Here the correct method is overconfident for low values of $p$, and under performs for high values of $p$. The missing_g method has interesting behavior. The worst performance is not at the lowest values of $p$ as it was before. This is because we now move into a region where the intervals are mostly completely unbounded, so it doesn’t matter what the expression is! Here is the distribution of the various interval types for the different values of $p$:

For samples drawn from normal distributions, the behavior is very nice even at such low sample sizes. Here are sampling results for $X_C \sim N(\mu, 0.2^2)$ and $X_T \sim N(\mu (1 + 0.1), 0.2^2)$, taking 20 observations from each distribution:

Note that the region tested in the Deng et al. paper is on the right (they tested normal distributions with means of 1 and 1.1), and would not have shown any anomalous effects due to their lack of the $+g$ term. Here is the breakdown of the different interval types for the above normal samples:

Another approach

After discussing this problem with my Splitwise colleague and fellow data scientist Andy Biekert, Andy suggested an alternate approach, which is to calculate the confidence interval for the ratio of treatment and control means, and then just subtract one from the result (in other words, once you have the upper limit and lower limit for the raw ratio, subtract one from the upper limit to get the upper limit for the relative lift, and do the same with the lower limit). This is simpler than the approach I used above, and I was initially skeptical that it would work. However, the algebra does indeed work out, and this gives the same result as in equation 1.
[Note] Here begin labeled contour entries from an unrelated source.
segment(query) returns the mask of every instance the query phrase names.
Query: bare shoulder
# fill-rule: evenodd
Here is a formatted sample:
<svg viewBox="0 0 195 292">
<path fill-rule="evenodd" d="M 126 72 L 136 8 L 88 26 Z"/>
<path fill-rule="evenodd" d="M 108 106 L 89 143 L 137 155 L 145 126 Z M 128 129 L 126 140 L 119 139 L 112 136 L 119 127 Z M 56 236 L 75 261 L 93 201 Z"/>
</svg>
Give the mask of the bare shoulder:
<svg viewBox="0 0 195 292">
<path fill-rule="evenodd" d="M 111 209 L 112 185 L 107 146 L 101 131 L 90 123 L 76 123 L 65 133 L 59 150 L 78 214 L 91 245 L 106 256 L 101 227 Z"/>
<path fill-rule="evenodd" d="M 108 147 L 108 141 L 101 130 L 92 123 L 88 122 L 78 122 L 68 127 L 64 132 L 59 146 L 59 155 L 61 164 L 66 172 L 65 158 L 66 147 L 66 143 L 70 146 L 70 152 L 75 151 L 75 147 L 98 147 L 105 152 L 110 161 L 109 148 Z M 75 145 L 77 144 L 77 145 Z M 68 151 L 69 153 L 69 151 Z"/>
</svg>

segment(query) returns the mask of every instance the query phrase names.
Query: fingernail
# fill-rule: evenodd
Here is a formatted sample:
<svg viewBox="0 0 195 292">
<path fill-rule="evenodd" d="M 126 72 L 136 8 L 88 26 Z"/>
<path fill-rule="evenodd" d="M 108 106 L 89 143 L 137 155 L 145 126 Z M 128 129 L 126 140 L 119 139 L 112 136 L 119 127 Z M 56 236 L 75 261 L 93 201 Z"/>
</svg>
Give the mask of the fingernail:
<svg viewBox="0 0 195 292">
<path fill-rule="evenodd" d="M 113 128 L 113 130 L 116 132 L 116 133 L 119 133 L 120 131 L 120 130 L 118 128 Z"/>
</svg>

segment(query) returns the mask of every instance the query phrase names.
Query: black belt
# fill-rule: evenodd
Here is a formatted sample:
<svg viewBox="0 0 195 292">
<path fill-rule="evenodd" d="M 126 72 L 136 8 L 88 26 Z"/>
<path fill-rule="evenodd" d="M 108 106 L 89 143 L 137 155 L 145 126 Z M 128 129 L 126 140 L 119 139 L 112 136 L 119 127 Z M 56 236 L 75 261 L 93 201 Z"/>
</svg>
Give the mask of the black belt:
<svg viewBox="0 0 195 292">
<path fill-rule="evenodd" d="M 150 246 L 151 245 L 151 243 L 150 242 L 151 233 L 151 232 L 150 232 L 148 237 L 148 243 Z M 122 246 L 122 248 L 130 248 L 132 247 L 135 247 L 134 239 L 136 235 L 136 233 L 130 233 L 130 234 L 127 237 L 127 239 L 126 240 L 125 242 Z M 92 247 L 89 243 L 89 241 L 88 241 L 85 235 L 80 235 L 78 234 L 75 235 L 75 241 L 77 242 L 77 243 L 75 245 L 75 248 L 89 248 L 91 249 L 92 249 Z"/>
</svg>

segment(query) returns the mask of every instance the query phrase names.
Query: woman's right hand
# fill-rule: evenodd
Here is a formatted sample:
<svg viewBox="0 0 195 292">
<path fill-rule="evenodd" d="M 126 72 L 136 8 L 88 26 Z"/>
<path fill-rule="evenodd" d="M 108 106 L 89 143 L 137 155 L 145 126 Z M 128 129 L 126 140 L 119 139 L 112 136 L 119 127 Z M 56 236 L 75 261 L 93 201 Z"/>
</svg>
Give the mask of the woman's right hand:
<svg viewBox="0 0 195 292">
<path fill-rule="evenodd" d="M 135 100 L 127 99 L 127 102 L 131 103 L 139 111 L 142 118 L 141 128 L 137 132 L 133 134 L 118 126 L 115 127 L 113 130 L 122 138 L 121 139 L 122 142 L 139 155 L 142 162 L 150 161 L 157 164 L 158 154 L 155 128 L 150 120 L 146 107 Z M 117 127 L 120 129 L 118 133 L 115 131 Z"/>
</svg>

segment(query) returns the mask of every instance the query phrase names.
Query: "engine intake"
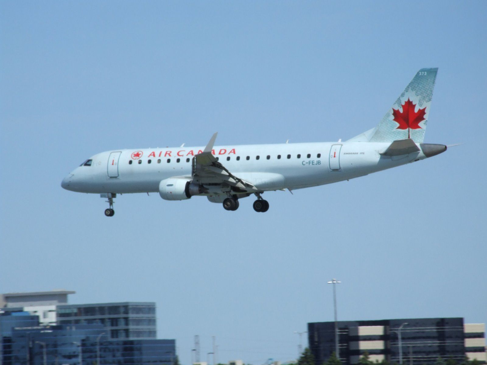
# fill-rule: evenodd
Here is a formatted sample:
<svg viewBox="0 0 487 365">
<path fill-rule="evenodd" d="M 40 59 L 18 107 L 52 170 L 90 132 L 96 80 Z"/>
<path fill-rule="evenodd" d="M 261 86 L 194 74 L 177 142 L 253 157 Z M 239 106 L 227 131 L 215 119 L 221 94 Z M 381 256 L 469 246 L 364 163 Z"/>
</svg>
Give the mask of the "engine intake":
<svg viewBox="0 0 487 365">
<path fill-rule="evenodd" d="M 190 179 L 170 178 L 159 183 L 159 195 L 165 200 L 185 200 L 202 194 L 206 189 Z"/>
</svg>

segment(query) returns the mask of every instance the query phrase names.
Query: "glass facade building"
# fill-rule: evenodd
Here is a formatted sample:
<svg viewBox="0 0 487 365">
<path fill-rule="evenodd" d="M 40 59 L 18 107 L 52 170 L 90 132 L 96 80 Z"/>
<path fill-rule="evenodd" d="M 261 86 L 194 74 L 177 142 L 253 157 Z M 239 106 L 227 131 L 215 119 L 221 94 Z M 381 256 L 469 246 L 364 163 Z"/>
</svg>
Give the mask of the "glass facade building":
<svg viewBox="0 0 487 365">
<path fill-rule="evenodd" d="M 100 324 L 110 339 L 153 339 L 155 303 L 126 302 L 57 306 L 59 325 Z"/>
<path fill-rule="evenodd" d="M 483 325 L 464 325 L 462 318 L 340 321 L 337 327 L 342 363 L 357 364 L 366 351 L 373 361 L 399 363 L 399 331 L 403 324 L 407 324 L 400 329 L 403 363 L 432 364 L 438 357 L 460 363 L 466 356 L 480 361 L 485 356 L 485 328 L 474 327 Z M 334 322 L 308 324 L 309 347 L 317 364 L 322 364 L 335 352 L 335 331 Z M 483 346 L 478 346 L 481 344 Z"/>
<path fill-rule="evenodd" d="M 174 340 L 110 340 L 100 324 L 14 328 L 8 365 L 171 365 Z M 6 365 L 6 363 L 5 363 Z"/>
</svg>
In a bit more detail, use the result from Luxburg and Franz (equation 3) to directly calculate the confidence intervals for the ratio $\overline{X}_T/\overline{X}_C$. This requires going through and redefining all of the variables I used above (for example now $\hat{c}_{12} = 0$ for the A/B testing case we are interested in). The result is the same $\pm$ terms shown above, but now with a central value of

$$ \frac{1}{1 - g} \frac{\overline{X}_T}{\overline{X}_C}. $$

Subtracting 1 from the limits defined in this way to get intervals for the relative lift will give the same intervals as in equation (1), since

$$ \frac{1}{1 - g} \frac{\overline{X}_T}{\overline{X}_C} - 1 = \frac{1}{1 - g} \left( \frac{\overline{X}_T}{\overline{X}_C} - 1 + g \right). $$

The boundaries in equation 4 also work out to be the same as in the direct relative lift calculation. Again, thanks to Andy for pointing this out (and if you’re interested in working with us at Splitwise, check out our jobs page!).